# severum breeding



## Carlo (Dec 28, 2007)

I have 2 green Severums. What I believe the male to be is about 7.5-8" in size, and the female is about 6-6.5" in size. They are housed in a 46 gallon bowfront w/ a raphael cat thats about 6" in size. The male & female have been together for about 2 yrs now, the male & the cat have been together for about 5 years..so they are a happy bunch. 

I recently gave my pair of green severums a change of sceneary. I turned their 46g into my planted tank. I dont know if its because they are snacking on my plants or the change of the tank, but they began the "courting ritual" last night when the lights went out. some pretty intense mock fighting and lip locking. When they locked...it was a pretty neat stand-off. 

I plan on adding some 4" pieces of river rock for them to spawn on, what I want to know is, do I have to seperate the young from the parents.
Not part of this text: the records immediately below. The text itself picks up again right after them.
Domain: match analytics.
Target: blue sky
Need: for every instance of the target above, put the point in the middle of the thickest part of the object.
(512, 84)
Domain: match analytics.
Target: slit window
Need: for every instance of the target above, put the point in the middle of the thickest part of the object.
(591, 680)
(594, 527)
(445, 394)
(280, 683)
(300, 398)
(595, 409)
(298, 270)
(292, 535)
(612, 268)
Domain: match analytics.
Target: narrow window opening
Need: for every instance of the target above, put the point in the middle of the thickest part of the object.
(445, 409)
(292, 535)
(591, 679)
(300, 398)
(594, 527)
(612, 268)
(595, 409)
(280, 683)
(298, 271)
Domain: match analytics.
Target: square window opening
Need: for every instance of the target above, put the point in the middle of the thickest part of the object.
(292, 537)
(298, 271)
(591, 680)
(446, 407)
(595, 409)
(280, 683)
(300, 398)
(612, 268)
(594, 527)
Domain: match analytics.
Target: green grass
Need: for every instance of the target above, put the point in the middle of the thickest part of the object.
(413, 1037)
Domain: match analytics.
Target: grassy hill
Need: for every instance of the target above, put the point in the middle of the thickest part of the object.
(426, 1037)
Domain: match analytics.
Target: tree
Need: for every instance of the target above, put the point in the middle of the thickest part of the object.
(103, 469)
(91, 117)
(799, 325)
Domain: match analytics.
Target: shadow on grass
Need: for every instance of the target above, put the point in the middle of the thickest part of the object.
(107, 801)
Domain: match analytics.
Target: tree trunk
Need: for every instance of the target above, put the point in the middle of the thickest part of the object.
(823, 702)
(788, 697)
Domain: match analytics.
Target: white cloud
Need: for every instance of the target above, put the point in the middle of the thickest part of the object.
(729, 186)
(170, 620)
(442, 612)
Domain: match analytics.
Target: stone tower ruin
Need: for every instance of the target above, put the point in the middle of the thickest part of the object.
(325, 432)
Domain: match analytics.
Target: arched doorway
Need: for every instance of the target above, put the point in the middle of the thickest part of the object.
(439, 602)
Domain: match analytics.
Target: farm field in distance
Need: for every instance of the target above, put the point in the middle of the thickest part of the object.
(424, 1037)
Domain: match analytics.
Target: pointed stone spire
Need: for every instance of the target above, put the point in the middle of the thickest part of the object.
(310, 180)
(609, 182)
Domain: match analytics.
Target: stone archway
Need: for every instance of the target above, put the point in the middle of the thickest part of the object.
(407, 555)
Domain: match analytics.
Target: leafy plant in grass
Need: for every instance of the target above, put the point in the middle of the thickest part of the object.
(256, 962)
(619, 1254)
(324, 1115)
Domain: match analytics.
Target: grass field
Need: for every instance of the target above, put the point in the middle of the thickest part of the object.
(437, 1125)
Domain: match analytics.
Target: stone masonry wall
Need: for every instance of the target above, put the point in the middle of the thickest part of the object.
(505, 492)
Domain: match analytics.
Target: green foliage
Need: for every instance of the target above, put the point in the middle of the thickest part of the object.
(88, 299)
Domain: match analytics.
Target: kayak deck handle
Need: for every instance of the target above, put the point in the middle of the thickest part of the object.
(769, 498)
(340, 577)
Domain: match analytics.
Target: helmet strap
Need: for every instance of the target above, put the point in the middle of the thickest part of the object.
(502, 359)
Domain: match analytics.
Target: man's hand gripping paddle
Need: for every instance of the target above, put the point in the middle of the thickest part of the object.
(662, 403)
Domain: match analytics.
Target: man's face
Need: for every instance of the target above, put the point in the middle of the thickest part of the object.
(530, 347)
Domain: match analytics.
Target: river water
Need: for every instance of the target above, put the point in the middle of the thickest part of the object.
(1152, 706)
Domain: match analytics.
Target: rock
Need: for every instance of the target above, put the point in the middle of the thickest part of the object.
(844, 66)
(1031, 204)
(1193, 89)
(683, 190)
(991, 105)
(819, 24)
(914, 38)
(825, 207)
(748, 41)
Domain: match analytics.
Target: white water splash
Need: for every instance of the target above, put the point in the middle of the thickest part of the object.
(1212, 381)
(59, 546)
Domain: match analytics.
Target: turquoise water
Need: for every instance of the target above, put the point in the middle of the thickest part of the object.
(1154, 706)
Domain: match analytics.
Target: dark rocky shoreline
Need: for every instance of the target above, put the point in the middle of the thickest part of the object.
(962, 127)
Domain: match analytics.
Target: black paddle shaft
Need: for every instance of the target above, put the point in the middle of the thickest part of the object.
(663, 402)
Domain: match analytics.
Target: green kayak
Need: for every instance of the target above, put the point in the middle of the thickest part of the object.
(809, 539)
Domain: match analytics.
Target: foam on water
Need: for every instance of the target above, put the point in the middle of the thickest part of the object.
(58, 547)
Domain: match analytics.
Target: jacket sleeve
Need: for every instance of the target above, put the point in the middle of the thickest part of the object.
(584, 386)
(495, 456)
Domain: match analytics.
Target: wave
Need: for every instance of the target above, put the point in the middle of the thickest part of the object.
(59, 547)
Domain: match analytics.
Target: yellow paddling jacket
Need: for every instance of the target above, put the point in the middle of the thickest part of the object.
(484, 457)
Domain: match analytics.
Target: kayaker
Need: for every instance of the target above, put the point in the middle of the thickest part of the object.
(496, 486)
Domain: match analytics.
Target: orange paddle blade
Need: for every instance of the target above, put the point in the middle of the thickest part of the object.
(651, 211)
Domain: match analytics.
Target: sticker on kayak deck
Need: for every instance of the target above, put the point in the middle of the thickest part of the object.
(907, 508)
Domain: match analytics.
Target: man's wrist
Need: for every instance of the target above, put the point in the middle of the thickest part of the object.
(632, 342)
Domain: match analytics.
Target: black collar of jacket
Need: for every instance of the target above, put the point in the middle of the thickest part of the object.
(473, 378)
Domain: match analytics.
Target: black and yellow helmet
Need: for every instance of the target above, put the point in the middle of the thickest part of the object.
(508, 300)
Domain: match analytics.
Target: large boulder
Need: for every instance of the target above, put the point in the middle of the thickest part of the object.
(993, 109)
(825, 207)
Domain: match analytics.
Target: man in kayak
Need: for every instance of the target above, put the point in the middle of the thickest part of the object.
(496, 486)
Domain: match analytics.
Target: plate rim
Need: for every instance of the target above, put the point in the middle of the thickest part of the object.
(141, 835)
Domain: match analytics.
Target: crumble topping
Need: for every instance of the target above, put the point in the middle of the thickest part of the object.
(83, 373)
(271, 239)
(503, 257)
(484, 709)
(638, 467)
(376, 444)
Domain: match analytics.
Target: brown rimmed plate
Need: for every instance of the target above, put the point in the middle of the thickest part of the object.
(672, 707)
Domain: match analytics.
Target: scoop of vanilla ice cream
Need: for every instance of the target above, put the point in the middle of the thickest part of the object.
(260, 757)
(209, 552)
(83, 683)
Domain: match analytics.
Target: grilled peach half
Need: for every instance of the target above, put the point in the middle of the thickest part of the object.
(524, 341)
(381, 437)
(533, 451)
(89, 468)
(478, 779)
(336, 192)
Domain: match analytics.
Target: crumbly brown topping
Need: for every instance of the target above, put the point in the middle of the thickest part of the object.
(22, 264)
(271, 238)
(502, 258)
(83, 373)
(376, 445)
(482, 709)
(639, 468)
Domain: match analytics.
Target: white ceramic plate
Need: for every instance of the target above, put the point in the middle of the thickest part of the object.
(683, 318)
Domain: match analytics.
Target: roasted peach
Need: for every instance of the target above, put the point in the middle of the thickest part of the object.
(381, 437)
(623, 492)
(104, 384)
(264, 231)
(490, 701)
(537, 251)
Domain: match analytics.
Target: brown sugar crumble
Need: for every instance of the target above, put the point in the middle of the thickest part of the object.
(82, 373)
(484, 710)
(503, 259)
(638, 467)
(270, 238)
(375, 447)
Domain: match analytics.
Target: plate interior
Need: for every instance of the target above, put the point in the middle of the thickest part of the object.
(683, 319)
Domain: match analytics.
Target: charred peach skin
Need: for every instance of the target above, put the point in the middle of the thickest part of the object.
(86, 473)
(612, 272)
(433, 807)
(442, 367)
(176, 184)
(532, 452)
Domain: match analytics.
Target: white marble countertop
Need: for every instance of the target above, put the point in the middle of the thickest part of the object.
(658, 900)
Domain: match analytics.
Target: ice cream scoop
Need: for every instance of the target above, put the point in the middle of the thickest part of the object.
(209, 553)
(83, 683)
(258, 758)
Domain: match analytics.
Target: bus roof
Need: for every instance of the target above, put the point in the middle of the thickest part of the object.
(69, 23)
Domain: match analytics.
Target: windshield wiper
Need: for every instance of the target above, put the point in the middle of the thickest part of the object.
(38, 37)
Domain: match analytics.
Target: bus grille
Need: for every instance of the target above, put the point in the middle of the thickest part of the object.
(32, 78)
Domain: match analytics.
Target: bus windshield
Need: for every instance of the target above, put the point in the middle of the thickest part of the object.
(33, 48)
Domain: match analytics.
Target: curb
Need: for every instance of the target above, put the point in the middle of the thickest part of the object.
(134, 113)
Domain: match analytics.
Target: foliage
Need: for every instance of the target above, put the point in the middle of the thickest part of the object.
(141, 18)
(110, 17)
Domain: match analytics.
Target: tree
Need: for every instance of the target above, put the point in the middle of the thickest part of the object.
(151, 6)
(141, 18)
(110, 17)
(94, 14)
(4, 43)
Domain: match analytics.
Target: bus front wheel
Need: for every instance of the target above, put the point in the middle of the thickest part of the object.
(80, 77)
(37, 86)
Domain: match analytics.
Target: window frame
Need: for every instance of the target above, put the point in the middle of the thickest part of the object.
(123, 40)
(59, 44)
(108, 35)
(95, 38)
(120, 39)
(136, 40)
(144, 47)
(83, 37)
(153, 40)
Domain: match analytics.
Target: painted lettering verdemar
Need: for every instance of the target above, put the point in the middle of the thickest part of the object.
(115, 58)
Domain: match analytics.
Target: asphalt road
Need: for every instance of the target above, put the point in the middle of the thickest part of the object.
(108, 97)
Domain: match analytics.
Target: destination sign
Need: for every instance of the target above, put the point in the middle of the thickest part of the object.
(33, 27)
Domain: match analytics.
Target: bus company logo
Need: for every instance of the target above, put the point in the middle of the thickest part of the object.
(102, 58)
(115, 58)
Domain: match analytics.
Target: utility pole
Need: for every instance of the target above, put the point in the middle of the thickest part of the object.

I know I will have to temp. rehouse the cat b/c im sure he would eat the young but I dont know if the parents will eat the young. 

I was planing *if* they do spawn on a rock, that I was going to put the rock in a breeder net until they hatched, then move them into a grow out tank. 

Anything I am missing?

-Carlo


----------



## lohachata (Jan 27, 2006)

hard to tell wether or not the parents will eat the eggs or the fry... i usually just move the breeding slate to another tank... it would be best to lay the slate on the bottom of the tank... mine have always preferred that.. besides; it keeps them from knocking the slate over and breaking the tank..
forget about the breeder net thing... you will need a few more tanks.. a 20 long for hatching the eggs and the first 3 weeks of life..... then something like a 50 breeder for the next month... then a 125 or bigger for the next month or so until you ell them.
a good sized female may lay well over 500 eggs...
the hatching tank should be bare with a heater... sponge filter or 2... and treated with a good fungicide...i use methylene blue or 37% formalin..


----------